Brewer slid a box of tissues to her.

“The payments were too much. We had to go to his mother for money, then for food. When it finally sunk in with Donnie, he started asking some of his asshole friends at the bar about people who could help us out of our jam.

“He found a guy who would pay us two thousand for the SUV if we left it in the lot. He’d make it disappear, then we could make the insurance claim and still be ahead to pay off some bills.”

“Who is this guy?”

“I don’t know.”

“Think!”

“I can’t remember his name exactly, but after the SUV was gone, Donnie never got the money. Donnie couldn’t find the guy. Donnie’s friends warned Donnie not to mess with the guy, to shut up about the money, which we would never see, and that if we told anybody we’d be ratted out to insurance. That’s when Donnie got scared and got his mother’s gun.

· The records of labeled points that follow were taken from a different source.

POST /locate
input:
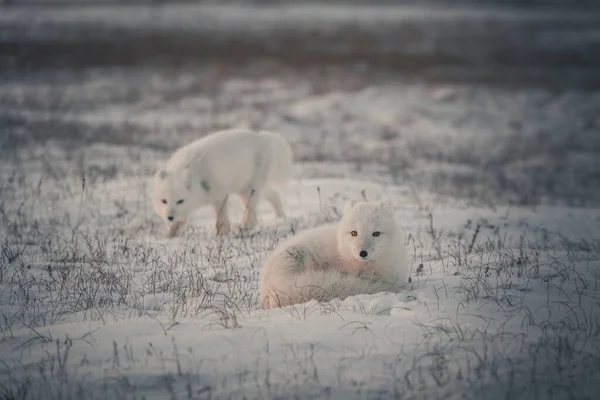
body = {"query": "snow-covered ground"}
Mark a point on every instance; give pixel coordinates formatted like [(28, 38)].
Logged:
[(497, 188), (96, 302)]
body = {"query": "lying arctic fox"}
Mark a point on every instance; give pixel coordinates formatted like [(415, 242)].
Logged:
[(363, 254), (208, 170)]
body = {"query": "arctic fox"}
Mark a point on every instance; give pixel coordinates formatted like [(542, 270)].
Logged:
[(364, 253), (208, 170)]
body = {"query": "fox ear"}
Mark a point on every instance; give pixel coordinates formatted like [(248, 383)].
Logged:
[(387, 203), (350, 205), (205, 185)]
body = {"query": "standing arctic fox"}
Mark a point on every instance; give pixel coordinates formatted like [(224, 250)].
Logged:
[(208, 170), (364, 253)]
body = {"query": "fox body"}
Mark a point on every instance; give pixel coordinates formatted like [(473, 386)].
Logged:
[(208, 170), (363, 253)]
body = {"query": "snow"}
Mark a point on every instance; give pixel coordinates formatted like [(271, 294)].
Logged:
[(187, 317), (497, 190)]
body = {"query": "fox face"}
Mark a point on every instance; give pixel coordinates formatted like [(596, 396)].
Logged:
[(366, 230), (172, 196)]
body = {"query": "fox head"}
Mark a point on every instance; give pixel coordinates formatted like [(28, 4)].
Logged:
[(173, 198), (366, 230)]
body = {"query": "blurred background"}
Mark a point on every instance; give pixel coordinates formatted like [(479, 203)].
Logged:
[(489, 100)]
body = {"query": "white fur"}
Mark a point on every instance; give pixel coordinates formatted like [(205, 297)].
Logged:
[(208, 170), (324, 263)]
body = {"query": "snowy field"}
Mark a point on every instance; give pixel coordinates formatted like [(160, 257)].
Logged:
[(497, 189)]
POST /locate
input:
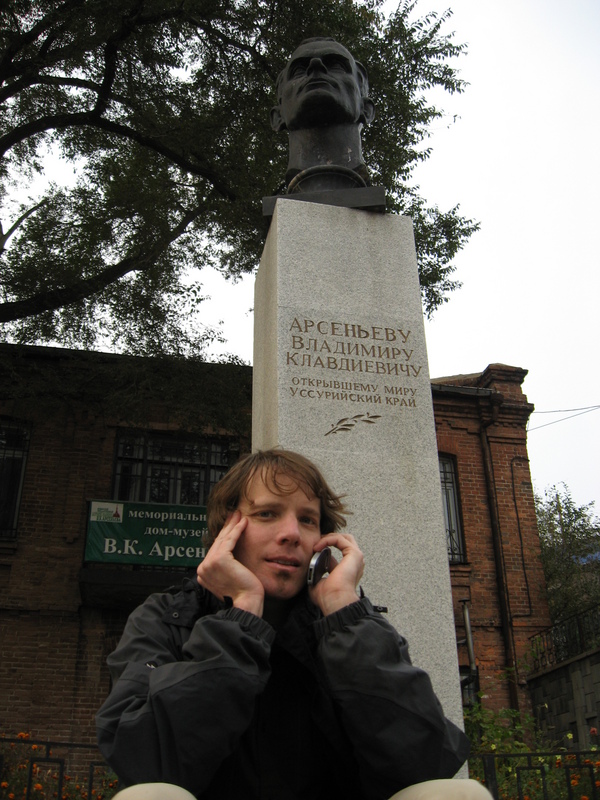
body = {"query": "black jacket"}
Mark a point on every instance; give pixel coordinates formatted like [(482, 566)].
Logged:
[(212, 699)]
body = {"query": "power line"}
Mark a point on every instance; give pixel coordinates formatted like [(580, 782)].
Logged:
[(566, 410), (586, 410)]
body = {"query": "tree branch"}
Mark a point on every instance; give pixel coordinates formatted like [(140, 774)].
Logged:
[(91, 119), (53, 299), (4, 237)]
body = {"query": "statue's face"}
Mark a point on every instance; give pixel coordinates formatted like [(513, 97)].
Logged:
[(320, 85)]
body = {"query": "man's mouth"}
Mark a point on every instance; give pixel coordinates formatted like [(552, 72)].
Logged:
[(284, 562)]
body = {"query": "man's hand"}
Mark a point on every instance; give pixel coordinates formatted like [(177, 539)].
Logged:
[(223, 575), (339, 588)]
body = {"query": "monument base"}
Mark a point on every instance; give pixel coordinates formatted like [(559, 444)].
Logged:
[(341, 375)]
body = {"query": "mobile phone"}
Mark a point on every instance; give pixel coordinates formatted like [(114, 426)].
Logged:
[(319, 565)]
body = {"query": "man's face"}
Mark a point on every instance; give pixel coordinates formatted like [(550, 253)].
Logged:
[(280, 535), (320, 86)]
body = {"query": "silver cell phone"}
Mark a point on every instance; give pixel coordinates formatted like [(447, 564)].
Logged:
[(319, 565)]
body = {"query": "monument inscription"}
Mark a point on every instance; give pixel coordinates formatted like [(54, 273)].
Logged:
[(336, 361)]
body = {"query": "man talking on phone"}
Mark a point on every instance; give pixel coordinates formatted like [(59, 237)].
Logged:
[(250, 684)]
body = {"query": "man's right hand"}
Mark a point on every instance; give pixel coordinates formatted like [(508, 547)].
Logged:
[(223, 575)]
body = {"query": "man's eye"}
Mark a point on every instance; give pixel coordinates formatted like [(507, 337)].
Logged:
[(337, 63)]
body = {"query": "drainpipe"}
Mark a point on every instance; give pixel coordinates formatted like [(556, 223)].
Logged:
[(505, 618), (469, 642)]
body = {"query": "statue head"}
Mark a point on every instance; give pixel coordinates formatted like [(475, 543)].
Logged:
[(321, 85)]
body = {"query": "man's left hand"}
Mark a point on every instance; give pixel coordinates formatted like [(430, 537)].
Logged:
[(338, 589)]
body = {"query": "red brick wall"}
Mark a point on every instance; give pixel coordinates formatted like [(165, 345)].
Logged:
[(484, 429)]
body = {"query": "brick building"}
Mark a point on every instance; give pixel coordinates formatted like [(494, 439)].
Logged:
[(80, 427)]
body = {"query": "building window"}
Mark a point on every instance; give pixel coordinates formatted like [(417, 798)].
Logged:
[(454, 535), (14, 442), (162, 468)]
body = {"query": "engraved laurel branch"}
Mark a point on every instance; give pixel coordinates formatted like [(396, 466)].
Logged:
[(347, 423)]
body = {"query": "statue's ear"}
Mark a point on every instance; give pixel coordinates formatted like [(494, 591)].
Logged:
[(277, 122), (368, 111)]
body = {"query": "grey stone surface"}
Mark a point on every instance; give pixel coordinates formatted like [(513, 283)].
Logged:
[(341, 375)]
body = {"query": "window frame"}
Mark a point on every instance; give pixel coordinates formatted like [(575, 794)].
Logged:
[(452, 509), (152, 479)]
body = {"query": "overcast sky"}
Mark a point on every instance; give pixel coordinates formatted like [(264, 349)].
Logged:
[(523, 159)]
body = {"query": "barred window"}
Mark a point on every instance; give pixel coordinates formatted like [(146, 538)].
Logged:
[(162, 468), (454, 534), (14, 443)]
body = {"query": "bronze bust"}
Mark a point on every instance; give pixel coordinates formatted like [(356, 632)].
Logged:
[(323, 103)]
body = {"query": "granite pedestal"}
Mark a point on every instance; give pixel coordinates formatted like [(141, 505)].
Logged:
[(341, 375)]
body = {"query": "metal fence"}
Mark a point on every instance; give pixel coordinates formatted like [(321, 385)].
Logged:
[(564, 775), (32, 769), (566, 640), (38, 770)]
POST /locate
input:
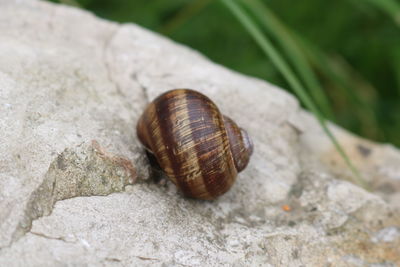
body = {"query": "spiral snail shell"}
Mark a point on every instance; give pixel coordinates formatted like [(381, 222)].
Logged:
[(199, 149)]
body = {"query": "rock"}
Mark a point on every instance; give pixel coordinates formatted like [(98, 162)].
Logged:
[(72, 87)]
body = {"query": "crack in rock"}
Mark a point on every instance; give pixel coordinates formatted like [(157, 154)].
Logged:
[(85, 170)]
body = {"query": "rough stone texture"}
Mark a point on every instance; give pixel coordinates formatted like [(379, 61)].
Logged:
[(67, 78)]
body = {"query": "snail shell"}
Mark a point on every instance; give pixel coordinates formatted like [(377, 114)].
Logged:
[(198, 148)]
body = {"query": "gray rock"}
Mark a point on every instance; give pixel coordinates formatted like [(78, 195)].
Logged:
[(74, 181)]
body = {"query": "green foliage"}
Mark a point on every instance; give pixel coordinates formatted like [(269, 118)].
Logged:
[(346, 53)]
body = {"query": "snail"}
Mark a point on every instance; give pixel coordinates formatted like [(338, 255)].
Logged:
[(199, 149)]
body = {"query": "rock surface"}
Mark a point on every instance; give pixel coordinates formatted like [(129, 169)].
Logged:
[(74, 181)]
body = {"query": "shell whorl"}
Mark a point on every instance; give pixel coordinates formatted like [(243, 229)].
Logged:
[(191, 141)]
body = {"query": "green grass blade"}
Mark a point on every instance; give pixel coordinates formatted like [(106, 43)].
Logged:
[(347, 80), (284, 68), (294, 54)]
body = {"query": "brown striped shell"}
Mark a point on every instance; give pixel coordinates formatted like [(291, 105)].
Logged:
[(198, 148)]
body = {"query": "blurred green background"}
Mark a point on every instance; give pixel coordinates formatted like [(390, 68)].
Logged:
[(352, 47)]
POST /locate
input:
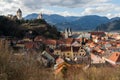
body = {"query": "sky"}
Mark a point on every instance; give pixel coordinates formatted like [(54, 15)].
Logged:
[(108, 8)]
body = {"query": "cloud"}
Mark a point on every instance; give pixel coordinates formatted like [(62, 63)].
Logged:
[(100, 7)]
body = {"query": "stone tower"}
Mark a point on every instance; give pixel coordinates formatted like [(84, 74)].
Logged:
[(68, 33), (39, 16), (19, 14)]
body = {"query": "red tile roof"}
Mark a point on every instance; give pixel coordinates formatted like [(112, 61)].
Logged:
[(39, 38), (50, 42), (68, 41), (115, 57), (29, 45)]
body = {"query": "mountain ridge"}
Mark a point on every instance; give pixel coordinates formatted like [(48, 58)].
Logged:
[(88, 22)]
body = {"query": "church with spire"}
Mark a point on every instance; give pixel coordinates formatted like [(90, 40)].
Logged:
[(40, 16), (68, 32), (19, 14)]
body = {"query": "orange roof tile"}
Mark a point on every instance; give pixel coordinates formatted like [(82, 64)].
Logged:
[(50, 42), (115, 57)]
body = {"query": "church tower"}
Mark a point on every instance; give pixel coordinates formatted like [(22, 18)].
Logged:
[(66, 33), (69, 32), (19, 14), (39, 16)]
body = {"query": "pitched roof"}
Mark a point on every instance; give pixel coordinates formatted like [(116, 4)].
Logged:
[(68, 41), (115, 57), (39, 38), (50, 42), (64, 49)]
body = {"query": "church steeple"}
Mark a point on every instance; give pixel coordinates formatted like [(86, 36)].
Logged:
[(19, 14), (39, 16)]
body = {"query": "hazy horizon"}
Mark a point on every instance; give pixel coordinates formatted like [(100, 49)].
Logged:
[(108, 8)]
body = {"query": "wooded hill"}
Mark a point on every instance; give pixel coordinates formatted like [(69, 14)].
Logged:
[(19, 28)]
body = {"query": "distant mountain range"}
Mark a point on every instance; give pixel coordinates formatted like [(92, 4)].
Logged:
[(110, 26), (90, 22)]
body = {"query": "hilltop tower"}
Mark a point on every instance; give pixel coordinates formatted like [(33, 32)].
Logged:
[(39, 16), (19, 14), (68, 32)]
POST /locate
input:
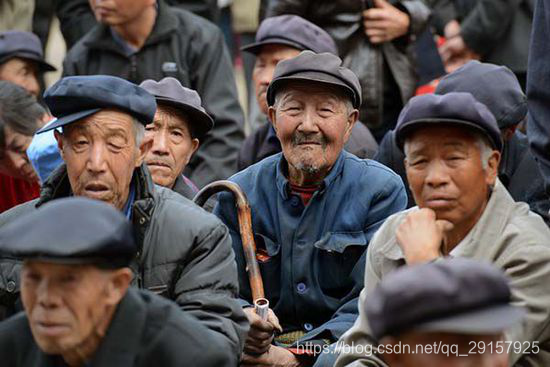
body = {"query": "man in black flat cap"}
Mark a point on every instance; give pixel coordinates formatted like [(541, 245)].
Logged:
[(452, 146), (184, 253), (22, 60), (315, 208), (179, 125), (461, 306), (277, 39), (78, 307)]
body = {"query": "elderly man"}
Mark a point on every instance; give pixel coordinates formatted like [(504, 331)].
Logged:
[(459, 305), (146, 39), (22, 60), (184, 253), (281, 38), (78, 307), (452, 146), (315, 208), (179, 125)]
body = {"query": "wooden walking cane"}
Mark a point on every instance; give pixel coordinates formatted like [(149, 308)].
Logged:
[(261, 304)]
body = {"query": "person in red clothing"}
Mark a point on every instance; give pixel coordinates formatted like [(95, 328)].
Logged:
[(20, 116)]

“Then out of the blue, friends get word to Donnie that the guy that owes him the money has a one-time high-paying job, or something, that was yesterday.”

“Is this the Bayonne or Elizabeth thing?”

“I don’t know, because I haven’t heard from Donnie since the day before yesterday. I don’t know nothing and I can’t find Donnie. We got bill collectors calling, then this Montana guy scares me to death by showing up at our home looking for his wife and kid and I’m losing my freakin’ mind and now our SUV is-” Sheri began choking on her words “-and those people in the pictures and, Jesus, I don’t know anything…I swear.”

“Who, Sheri?” Brewer said. “Who is the guy that Donnie went to work for, the guy who owed him for the SUV? Give us the names of the people involved, the people who wanted your SUV.”

Brewer slid a pad and freshly sharpened pencil toward her.

“Give us names and if they’re real I’ll do all I can to help you.”

Sheri nodded, brushed the tears from her cheeks, took up the pencil.

“I don’t know-I’m not sure of the spellings.”

“Give us what you can.”

As her tears stained the paper she began printing, slowly and carefully.